Research Provides Guidance for Stage III Melanoma Follow-Up

Suggests that beyond certain time frame, routine exams detect few first systemic relapses

THURSDAY, May 20 (HealthDay News) -- Stage III melanoma patients or their family members detect nearly half of first relapses -- substantially more than are detected by physicians or screening radiologic tests -- and routine physical exams beyond a certain time frame are likely to detect few first systemic relapses, according to a study in the May 20 Journal of Clinical Oncology.

Emanuela Romano, M.D., of Memorial Sloan-Kettering Cancer Center in New York City, and colleagues reviewed medical records for 340 melanoma patients with stage IIIA, IIIB or IIIC disease, who relapsed after exhibiting no sign of disease. The researchers assessed the timing of initial relapse, how it was detected, and the five-year relapse-free survival (RFS) for all stage III patients.

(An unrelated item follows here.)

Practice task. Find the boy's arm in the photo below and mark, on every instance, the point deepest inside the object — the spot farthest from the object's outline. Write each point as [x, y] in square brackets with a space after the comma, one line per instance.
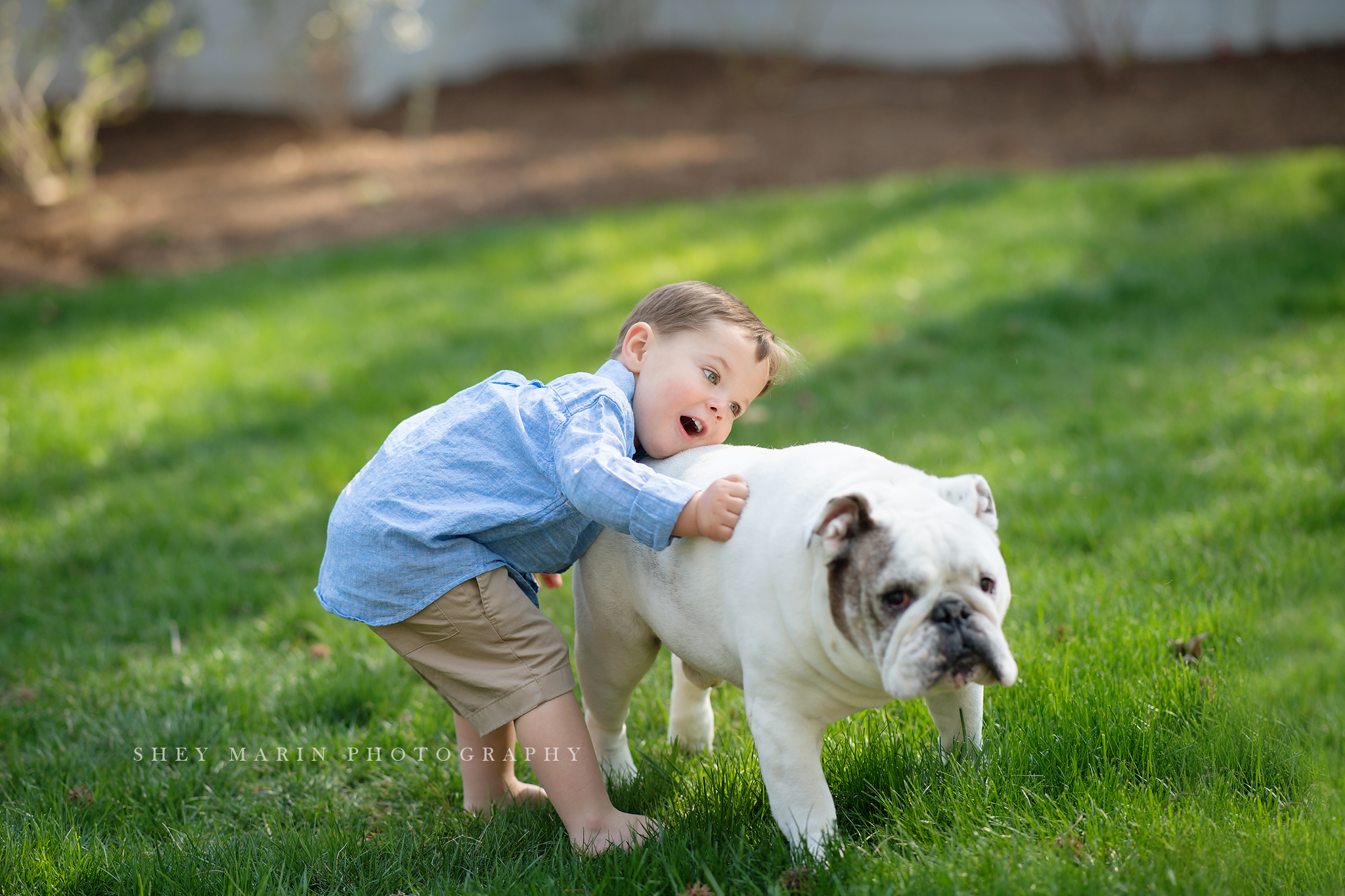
[606, 485]
[715, 512]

The leading site of first relapse was systemic (51 percent), followed by local/in-transit (28 percent), and regional nodal (21 percent). Relapses were detected by patients/family in 47 percent of cases, radiologic tests in 32 percent and physicians in 21 percent. Relapses occurred within two years for stage IIIC disease, while in stage IIIA local/in-transit and nodal recurrences occurred by 40 months and systemic recurrences as late as 71 months. In stage IIIB, relapses occurred over periods similar to stage IIIA without regard to site. Five-year RFS for stage IIIA, IIIB, and IIIC patients was 63 percent, 32 percent and 11 percent respectively.

"Our data suggest that routine physical examinations beyond three years for stage IIIA, two years for stage IIIB, and one year for stage IIIC patients and radiologic imaging beyond three years for stages IIIA and IIIB and two years for stage IIIC patients would be expected to detect few first systemic relapses," the authors write.